Il leader di "Federazione della Sinistra" Emanuele Zanni

POZZUOLI – Anche Emanuele Zanni, candidato a Sindaco per la “Federazione della Sinistra” e per Lista Civica per il “Bene Comune”, interviene sulla questione tagli corse alla Cumana. Il bersaglio sono i suoi avversari Monaco e Figliolia rei, a sua detta, di essere conniventi con le politiche di tagli, a livello nazionale e regionale «E’ facile dire no alla diminuzione delle corse della Cumana, coome è facile dire no alla discarica al Castagnaro. Il centrodestra e il centrosinistra-destra sostengono il Governo Monti che è responsabile di una politica economica inadeguata fatta di tagli della spesa pubblica per risanare i conti e abbattere il debito. Ma ormai è sotto gli occhi di tutti che la manovra di Monti abbatte la crescita del paese. Vi sono tagli enormi dei trasferimenti ai Comuni con conseguente contrazione della spesa e quindi tagli ai servizi.

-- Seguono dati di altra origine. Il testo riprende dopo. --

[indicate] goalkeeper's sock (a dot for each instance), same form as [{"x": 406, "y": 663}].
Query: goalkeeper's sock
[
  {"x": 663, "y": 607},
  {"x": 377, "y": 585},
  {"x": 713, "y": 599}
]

ATTENZIONE AI TEMI –  Lavoro, politiche sociali, Walfare non sono solo parole.– ha tenuto a precisare il candidato a sindaco –   Quando Alfano, Casini e Bersani alzano la manina per approvare questo o quel provvedimento, questa o quella legge il risultato è il licenziamento, la precarietà, mancanza di servizi, scuole che non funzionano, mense che chiudono, discariche che si realizzano e Cumane che tagliano le corse.

MONACO E FIGLIOLIA CONNIVENTI – I tagli alla spesa sociale operati dal governo Monti e le scelte della Giunta regionale guidata da Stefano Caldoro, stanno determinando il fallimento delle aziende di trasporto pubblico nella nostra regione. – ha proseguito Zanni –  Che non ci prendessero in giro, Monaco e Figliolia sono conniventi con queste scelte!! Non prendete in giro la gente, andatevene tutti a casa che non avete ricette né soluzioni e lo avete dimostrato per quasi un ventennio. Intanto il giorno 30 aprile Rifondazione Comunista incontra i lavoratori della Circumvesuviana, i pendolari, i cittadini dell’area vesuviana. Una delegazione del PRC guidata dal segretario provinciale Antonio D’Alessandro e dal segretario nazionale Paolo Ferrero ascolterà i viaggiatori e i lavoratori ormai stanchi dei continui tagli delle corse e degli stipendi e il 12 Maggio la Federazione della Sinistra scenderà in piazza contro il Governo Monti».